Donau

Das Donauland ist ein Kulturraum, an dem sich Okzident und Orient trafen. Türkische Hinterlassenschaften finden sich bis nach Donaueschingen, deutsche Reminiszenzen im Donaudelta. Eine Spurensuche von der Quelle bis zur Mündung.

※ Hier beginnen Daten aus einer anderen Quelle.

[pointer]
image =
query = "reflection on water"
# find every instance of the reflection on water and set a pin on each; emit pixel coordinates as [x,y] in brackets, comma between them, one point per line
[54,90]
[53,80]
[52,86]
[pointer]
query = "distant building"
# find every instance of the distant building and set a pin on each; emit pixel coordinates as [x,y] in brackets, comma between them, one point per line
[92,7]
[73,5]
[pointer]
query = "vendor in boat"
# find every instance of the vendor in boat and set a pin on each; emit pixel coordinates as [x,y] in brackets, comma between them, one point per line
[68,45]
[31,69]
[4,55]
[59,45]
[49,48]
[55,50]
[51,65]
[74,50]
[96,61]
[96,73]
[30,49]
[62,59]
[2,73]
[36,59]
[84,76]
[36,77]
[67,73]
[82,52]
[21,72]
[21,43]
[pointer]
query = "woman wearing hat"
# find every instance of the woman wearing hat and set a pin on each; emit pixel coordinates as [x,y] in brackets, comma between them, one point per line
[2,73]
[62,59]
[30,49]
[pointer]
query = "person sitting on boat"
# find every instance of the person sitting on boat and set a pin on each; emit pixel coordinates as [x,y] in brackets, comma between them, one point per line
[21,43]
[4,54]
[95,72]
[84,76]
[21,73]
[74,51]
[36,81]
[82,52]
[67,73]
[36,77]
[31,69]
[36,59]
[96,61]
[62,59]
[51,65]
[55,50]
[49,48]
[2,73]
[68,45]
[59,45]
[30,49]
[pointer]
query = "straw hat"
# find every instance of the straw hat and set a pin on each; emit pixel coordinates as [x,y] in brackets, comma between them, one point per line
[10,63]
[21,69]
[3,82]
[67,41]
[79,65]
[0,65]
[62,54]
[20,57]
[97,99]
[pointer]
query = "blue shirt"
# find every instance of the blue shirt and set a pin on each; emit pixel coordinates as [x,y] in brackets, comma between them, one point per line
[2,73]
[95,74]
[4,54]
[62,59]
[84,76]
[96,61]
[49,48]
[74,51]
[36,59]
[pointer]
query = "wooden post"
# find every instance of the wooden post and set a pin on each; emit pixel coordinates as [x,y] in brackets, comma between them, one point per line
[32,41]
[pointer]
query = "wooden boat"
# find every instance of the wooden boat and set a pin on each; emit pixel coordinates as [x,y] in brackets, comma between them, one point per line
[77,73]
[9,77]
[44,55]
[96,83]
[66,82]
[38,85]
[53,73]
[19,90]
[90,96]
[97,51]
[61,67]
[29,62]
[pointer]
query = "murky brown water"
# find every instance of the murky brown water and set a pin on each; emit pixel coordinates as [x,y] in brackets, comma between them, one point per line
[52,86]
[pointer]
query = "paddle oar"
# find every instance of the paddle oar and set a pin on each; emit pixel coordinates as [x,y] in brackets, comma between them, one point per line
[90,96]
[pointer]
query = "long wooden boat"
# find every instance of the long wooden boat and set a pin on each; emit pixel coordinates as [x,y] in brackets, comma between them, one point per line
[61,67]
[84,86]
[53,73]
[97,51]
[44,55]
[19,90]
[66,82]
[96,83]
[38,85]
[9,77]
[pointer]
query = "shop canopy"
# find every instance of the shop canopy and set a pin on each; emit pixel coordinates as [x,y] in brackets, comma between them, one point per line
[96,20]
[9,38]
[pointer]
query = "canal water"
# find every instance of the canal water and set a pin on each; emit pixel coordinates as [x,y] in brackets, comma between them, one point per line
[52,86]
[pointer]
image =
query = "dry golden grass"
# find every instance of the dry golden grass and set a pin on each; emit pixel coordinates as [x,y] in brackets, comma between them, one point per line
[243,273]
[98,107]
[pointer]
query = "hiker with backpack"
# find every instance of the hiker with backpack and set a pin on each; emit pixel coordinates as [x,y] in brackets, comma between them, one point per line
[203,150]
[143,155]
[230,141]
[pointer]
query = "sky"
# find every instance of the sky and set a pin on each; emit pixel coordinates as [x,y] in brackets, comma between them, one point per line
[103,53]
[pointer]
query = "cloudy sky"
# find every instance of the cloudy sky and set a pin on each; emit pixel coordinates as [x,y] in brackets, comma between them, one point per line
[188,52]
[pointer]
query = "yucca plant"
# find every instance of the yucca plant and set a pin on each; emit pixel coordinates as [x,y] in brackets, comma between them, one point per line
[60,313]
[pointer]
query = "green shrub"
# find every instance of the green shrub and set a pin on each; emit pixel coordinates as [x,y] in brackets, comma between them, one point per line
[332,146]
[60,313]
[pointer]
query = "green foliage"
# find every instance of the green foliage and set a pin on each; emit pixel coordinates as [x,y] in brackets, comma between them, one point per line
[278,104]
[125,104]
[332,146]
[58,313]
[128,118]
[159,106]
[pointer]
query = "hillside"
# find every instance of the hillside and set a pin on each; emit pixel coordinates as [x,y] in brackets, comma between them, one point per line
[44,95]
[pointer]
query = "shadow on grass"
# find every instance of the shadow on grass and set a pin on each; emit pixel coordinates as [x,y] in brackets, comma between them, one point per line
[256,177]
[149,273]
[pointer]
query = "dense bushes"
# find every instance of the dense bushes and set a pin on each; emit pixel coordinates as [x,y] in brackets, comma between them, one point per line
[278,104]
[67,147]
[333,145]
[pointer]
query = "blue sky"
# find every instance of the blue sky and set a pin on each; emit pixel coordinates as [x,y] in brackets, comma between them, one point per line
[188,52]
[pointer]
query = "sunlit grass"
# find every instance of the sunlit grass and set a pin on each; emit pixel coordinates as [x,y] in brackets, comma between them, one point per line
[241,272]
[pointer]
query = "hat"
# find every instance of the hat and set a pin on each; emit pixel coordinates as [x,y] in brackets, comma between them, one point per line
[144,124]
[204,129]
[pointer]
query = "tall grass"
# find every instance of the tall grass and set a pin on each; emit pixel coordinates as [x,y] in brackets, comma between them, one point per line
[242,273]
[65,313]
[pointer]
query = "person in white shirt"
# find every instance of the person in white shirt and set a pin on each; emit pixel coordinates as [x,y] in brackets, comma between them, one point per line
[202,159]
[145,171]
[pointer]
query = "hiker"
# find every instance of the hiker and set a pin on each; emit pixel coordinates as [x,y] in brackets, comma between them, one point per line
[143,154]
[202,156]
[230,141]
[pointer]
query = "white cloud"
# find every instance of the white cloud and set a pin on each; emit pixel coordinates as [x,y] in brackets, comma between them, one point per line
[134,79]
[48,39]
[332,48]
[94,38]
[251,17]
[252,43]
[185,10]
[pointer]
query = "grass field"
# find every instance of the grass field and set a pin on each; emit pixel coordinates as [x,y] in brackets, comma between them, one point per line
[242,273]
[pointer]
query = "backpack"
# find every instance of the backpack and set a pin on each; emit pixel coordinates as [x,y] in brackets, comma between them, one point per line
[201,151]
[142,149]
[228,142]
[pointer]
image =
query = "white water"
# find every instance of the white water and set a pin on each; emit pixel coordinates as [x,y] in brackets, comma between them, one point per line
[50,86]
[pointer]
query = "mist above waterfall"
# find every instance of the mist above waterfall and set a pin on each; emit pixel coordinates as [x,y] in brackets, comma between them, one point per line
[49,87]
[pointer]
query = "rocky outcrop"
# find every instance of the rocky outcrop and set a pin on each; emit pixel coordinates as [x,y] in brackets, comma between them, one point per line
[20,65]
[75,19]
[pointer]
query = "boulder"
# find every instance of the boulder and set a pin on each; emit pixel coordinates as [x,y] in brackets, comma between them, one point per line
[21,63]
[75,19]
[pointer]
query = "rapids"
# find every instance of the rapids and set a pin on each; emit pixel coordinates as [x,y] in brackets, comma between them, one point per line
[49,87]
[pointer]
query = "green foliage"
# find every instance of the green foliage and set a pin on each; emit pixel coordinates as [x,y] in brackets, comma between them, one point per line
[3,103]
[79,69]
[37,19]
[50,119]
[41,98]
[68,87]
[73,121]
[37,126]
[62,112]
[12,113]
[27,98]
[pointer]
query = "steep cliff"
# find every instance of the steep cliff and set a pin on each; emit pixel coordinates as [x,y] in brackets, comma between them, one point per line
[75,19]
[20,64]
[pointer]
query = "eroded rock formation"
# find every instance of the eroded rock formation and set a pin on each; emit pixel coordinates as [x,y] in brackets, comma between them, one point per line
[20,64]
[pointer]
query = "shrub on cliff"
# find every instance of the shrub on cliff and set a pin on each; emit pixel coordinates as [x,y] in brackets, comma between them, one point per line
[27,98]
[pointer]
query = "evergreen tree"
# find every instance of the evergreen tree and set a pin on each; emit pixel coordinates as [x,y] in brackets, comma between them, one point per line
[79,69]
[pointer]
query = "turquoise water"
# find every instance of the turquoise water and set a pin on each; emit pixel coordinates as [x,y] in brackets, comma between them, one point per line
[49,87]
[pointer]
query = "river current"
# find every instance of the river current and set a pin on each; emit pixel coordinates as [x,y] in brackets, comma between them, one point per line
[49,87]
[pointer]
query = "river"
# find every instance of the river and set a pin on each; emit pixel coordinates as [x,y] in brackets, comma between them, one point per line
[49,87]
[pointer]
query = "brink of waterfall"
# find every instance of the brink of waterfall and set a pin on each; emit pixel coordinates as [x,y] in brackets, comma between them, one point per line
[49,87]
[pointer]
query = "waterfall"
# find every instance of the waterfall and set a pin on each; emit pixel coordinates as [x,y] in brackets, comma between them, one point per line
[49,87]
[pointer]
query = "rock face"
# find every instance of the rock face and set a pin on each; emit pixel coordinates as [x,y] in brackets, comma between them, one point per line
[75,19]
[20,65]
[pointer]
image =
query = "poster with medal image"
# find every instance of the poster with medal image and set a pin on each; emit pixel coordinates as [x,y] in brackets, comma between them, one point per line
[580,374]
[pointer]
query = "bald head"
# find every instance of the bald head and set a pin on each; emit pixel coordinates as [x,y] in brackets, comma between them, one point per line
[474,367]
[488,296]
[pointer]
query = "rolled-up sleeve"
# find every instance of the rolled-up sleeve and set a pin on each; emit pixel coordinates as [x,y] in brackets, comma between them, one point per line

„Gleich hinter dem Rennweg beginnt der Orient.“ Als Bonmot in die Kulturgeschichte eingegangen, war es Fürst Metternich, der sich derartig äußerte. Rennwege gibt es viele, gemeint hat der Staatsmann jenen in Wien, eine Ausfallstraße Richtung Osten, heute eine breite Straße ohne Charme. Dahinter also lauert der Orient? Damals wie heute in seiner Fremdheit als Bedrohliches und Betörendes gleichermaßen empfunden.

Die Historie ist wild und wirr. Das Donauland war Heimstätte von Griechen, Römern, Habsburgern, Osmanen, Türken, Banatdeutschen, Serben, Donauschwaben, Roma, Lipowanern, Rumänen, Bulgaren. Hier kämpften Halbmond und Kreuz erbittert gegeneinander, fast ein halbes Jahrtausend lang belagert Konstantinopel die Städte entlang der Donau, stehen Moscheen auf engem Raum neben Kirchen und Synagogen. Erst 1878 verlieren die Türken endgültig das Donaugebiet.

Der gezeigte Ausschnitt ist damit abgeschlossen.